Today, society is in a deep crisis caused by the transition from an industrial to an informational society. Moreover, humanity has found itself in a situation of living in two forms of reality: a new form, virtual, has been added to the natural one that has been characteristic of the entire period of human history. The Internet, without which no processes of modern society are conceivable, and the media are directly and indirectly changing or contributing to humanity itself. We are witnessing the inclusion of knowledge and information among the primary productive and economic resources, and we are seeing the increasing socio-cultural dynamics of human problems in the new society. It is impossible to imagine today without the media and their influence on each and every one of us. Media education has already acquired the status of a socio-cultural phenomenon, capable of fulfilling the role of sociology and thereby analyzing the structures of social relations as they emerge in the course of social interaction. Moreover, media education is actively emerging as a new pedagogical field. Today we are confronted with various processes aimed at changing and modernizing the established standards of different spheres of social development. And propaganda is taking the lead.
According to GfK Consumer Life research, globally, 46% of consumers say they are willing to pay for a product that makes their life easier. And manufacturers are meeting them halfway, releasing new upgrades of devices. But is life getting easier?
Technological expansion is happening all too quickly, changing human perceptions of the world. During the twentieth century, humanity became convinced of the destructive power of technology. Accidents, man-made and environmental disasters provoked an increase in the number of people experiencing irrational fear or anxiety about the consequences of technological inventions. While people experienced religious awe of the unknown in the past, now technology falls into the category of danger. Some people like to be afraid, and even more so, to frighten those around them. Perhaps this explains the popularity of horror movies, including dystopias depicting a world of humans enslaved by machines. The number of frightening news reports has also increased considerably.

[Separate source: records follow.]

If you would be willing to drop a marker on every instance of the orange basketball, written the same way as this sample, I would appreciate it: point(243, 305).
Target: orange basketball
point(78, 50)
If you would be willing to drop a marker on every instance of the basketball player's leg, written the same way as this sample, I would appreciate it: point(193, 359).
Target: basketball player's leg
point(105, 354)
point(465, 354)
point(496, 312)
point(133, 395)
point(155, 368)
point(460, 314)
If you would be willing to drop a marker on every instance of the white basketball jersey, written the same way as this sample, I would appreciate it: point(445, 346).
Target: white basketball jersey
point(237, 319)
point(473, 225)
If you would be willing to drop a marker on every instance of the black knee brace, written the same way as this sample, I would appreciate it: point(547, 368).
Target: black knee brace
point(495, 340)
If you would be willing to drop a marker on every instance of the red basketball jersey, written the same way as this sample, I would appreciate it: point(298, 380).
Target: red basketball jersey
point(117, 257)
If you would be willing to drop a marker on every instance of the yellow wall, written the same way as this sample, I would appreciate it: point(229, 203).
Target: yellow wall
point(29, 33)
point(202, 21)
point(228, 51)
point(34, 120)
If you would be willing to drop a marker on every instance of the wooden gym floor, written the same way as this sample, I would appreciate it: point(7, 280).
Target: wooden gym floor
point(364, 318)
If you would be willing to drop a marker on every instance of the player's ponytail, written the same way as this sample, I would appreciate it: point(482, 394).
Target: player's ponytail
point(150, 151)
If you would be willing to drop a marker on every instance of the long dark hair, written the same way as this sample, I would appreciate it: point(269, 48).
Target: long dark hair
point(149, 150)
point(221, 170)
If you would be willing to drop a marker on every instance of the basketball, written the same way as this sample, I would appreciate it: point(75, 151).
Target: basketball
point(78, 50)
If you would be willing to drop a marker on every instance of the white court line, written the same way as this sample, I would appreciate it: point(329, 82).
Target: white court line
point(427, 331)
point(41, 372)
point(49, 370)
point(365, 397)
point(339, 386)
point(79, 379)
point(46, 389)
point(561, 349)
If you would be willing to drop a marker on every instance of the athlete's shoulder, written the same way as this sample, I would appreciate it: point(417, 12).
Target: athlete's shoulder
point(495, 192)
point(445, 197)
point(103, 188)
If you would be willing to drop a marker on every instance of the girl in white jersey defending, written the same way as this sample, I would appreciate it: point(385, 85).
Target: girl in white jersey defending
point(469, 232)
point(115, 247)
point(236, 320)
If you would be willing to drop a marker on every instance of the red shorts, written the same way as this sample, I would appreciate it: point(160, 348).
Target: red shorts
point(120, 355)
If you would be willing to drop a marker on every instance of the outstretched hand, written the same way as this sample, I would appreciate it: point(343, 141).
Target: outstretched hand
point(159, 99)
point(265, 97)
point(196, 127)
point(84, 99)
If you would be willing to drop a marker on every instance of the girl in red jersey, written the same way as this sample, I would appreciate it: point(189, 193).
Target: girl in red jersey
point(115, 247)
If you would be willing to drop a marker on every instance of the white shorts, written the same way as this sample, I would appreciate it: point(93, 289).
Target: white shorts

It is a fact that people willingly believe fake scoops. The news needs to be catchy and terrifying. And it has to be credible. Often people simply do not have the time, energy, or desire to find out whether or not it is true. But one has enough strength to begin to worry, to feel anxiety, and, as a consequence, to commit reckless acts. Nevertheless, suppose one treats incoming data with a certain amount of skepticism, checks the information, uses the knowledge obtained in school in everyday life, and trusts technology development. In that case, it is possible to reduce these fears to a minimum.